When Rhode Island decriminalized sex work for six years, from 2003 to 2009, a UCLA study found a dramatic decline in sexually transmitted diseases and rape. The study`s authors noted that “decriminalization could potentially have great social benefits for the general population – not just sex market participants.” Illegal street prostitutes could be pressured by pimps and clients to stop using condoms. But states that legalize prostitution can force sex workers to use condoms and get tested for sexually transmitted diseases. Countries like New Zealand, which have decriminalized all acts of prostitution, seem to have better luck in terms of the well-being of sex workers, perhaps because they have focused on creating laws that “protect the human rights of sex workers and protect them from exploitation.” While some proponents argue that prostitutes are victims of clients and pimps, sex work can be a victimless crime when women sell their bodies on their own. (Also, it makes no sense to arrest sex workers if they are their own “victims.”) Making sex work a crime can drive prostitutes underground and make them less likely to engage in safe sex and be tested for sexually transmitted diseases. Dershowitz also told MSNBC`s Michael Smerconish, “Every hour spent looking for prostitution is an hour that could have been spent pursuing terrorists and persecuting people who become victims.” We should listen to them and involve them in the reforms, because they are the ones who will be affected. It is a crazy dream to imagine a world where prostitution does not exist. Societies have tried for centuries to eradicate it through various laws, prohibitions and sanctions, all of which have failed. Sex work is and always will be part of human society.

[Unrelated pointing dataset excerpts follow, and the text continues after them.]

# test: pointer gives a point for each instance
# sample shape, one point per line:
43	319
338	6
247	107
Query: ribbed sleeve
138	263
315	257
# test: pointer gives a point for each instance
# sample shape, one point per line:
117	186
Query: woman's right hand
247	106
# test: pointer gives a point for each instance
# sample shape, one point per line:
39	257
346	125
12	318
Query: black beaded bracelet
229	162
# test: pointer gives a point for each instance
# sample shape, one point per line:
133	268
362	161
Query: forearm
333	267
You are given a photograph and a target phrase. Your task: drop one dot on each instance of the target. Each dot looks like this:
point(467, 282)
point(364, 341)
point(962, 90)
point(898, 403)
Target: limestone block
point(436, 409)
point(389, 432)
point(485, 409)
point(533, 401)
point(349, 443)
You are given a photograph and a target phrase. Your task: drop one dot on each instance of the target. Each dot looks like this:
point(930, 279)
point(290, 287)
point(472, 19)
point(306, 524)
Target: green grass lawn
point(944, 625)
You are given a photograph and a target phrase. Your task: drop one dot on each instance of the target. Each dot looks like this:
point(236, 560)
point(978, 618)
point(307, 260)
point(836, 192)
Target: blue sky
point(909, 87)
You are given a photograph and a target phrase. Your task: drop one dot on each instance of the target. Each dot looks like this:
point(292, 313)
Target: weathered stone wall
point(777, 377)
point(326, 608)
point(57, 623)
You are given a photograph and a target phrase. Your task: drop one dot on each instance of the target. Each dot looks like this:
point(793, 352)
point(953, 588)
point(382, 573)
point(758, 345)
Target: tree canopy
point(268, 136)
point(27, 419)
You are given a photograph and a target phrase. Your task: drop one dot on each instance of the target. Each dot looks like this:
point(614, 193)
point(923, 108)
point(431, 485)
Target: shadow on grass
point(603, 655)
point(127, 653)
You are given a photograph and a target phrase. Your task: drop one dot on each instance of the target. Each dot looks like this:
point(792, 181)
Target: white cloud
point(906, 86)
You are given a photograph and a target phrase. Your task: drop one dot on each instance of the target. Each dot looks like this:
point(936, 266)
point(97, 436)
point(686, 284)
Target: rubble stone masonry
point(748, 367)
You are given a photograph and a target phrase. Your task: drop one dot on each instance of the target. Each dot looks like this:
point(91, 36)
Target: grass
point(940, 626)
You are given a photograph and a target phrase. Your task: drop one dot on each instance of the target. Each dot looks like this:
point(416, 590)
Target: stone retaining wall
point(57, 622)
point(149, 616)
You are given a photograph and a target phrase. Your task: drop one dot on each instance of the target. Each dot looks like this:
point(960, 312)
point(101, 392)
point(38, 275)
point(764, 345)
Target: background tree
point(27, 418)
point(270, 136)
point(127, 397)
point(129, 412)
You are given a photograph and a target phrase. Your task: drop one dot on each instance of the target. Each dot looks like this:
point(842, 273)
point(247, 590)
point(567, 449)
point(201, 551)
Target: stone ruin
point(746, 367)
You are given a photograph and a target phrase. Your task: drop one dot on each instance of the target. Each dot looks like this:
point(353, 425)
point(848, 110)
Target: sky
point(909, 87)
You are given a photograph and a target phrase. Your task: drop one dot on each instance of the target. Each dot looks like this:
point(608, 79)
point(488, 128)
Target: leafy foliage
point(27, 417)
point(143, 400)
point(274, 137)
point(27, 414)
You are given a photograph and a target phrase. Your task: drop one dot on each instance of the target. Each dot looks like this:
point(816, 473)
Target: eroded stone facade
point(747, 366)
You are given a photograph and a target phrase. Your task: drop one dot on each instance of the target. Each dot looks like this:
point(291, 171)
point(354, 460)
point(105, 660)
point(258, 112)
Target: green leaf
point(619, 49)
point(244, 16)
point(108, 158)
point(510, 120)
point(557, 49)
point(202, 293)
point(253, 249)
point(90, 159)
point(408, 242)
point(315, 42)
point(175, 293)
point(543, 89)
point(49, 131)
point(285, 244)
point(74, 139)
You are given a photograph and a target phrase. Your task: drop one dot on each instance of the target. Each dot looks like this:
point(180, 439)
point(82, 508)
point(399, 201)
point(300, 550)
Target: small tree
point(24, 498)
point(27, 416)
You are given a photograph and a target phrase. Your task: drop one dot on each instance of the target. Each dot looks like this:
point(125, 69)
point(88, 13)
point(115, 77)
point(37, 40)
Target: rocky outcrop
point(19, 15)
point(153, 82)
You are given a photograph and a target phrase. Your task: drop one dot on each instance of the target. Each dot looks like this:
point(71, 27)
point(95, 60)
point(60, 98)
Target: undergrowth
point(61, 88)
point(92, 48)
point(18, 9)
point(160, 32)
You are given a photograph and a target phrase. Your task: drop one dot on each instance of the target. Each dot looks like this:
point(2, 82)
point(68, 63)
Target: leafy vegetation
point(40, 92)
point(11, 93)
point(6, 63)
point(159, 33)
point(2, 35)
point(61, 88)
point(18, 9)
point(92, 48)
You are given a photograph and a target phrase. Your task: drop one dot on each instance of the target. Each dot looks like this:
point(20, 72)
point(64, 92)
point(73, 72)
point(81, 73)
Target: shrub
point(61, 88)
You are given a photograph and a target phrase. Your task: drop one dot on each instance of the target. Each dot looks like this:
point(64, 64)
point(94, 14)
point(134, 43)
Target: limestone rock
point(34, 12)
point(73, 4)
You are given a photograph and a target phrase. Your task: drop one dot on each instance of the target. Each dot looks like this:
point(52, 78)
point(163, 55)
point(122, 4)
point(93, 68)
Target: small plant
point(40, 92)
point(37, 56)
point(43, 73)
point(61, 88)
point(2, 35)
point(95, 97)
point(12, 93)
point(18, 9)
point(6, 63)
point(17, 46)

Legalizing prostitution would protect vulnerable members of our communities, help reduce sex trafficking, and reduce violent crimes such as rape and sexual assault. But to move forward, the very first step had to be to destigmatize prostitution. Prostitution must stop being the punchline of jokes, but become a matter of education and advocacy. Starting with destigmatization and legalization, it`s time to recognize the reality that prostitutes don`t need to be saved. They need rights. An April 2012 study by the Urban Justice Center found that New York City police officers had actually used women`s condoms as evidence in criminal prostitution cases against them. It is easy to imagine how this practice could deter sex workers from wearing protection.